Another:
"Would not recapitulate the evils which had been perpetrated upon the South. Great as they have been, they are comparatively unimportant, when compared with the evils to which they would inevitably lead. We must not consider what we have borne, but what we must bear hereafter. There is no remedy for these evils in the government; we have no alternative left us, then, but to come out of the government."
Another:
"He was opposed to calling a convention, because he thought it would impede the action of this State on the questions now before the country. He thought it would impede our progress towards disunion. All his objections to a convention of the people applied only to the proposition to call it now. He thought conventions dangerous things, except when the necessities of the country absolutely demand them. He said that he had adopted the course he had taken on these weighty matters simply and entirely with the view of hastening the dissolution of this Union."
Another:
"Would sustain the bill for electing delegates to a Southern Congress, because he thought it would bring about a more speedy dissolution of the Union."
In the Nashville convention a delegate said:
"I shall enumerate no more of the wrongs that we have suffered, or the dangers with which we are threatened. If these, so enormous and so atrocious, are not sufficient to arouse the Southern mind, our case is desperate. But, supposing that we shall be roused, and that we shall act like freemen, and, knowing our rights and our wrongs, shall be prepared to sustain the one and redress the other, what is the remedy? I answer secession—united secession of the slaveholding States, or a large number of them. Nothing else will be wise—nothing else will be practicable. The Rubicon is passed. The Union is already dissolved. Instead of wishing the perpetuity of any government over such vast boundaries, the rational lover of liberty should wish for its speedy dissolution, as dangerous to all just and free rule. Is not all this exemplified in our own case? In nine months, in one session of Congress, by a great coup d'etat, our constitution has been completely and for ever subverted. Instead of a well balanced government, all power is vested in one section of the country, which is in bitter hostility with the other. And this is the glorious Union which we are to support, for whose eternal duration we are to pray, and before which the once proud Southron is to bow down. He ought to perish rather."
"They have not, however, been satisfied with taking all (the territory). They have made that all a wicked instrument for the abolition of the constitution, and of every safeguard of our property and our lives. I have said they have made the appropriation of this territory an instrument to abolish the constitution. There is no doubt that they have abolished the constitution. The carcass may remain, but the spirit has left it. It is now a fetid mass, generating disease and death. It stinks in our nostrils."
"A constitution means ex vi termini, a guarantee of the rights, liberty, and security of a free people, and can never survive in the shape of dead formalities. It is a thing of life, and just and fair proportions; not the caput mortuum which the so-called Constitution of the United States has now become.
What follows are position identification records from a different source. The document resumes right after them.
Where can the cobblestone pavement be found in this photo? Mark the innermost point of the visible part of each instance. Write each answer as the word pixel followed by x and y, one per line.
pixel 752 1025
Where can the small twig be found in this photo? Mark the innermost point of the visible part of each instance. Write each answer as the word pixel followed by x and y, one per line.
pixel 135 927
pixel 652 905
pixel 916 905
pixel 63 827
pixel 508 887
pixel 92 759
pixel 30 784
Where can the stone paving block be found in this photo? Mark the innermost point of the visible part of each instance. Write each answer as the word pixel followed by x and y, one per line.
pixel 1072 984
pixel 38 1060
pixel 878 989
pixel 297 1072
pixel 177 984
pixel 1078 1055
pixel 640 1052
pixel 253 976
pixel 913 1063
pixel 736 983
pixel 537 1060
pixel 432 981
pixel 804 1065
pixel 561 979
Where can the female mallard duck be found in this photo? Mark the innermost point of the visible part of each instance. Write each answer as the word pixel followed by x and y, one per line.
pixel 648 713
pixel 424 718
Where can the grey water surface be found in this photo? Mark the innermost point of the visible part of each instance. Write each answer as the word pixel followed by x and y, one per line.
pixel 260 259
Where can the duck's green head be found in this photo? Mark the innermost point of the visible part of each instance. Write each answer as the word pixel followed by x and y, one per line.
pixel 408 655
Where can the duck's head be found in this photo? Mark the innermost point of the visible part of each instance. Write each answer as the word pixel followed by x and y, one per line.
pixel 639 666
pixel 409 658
Is there a Southern man who bears a soul within his ribs, who will consent to be governed by this vulgar tyranny," &c.
From public addresses:
"Under the operation of causes beyond the scan of man, we are rapidly approaching a great and important crisis in our history. The shadow of the sun has gone back upon the dial of American liberty, and we are rapidly hastening towards the troubled sea of revolution. A dissolution of the Union is our inevitable destiny, and it is idle for man to raise his puny arm to stem the tide of events," &c.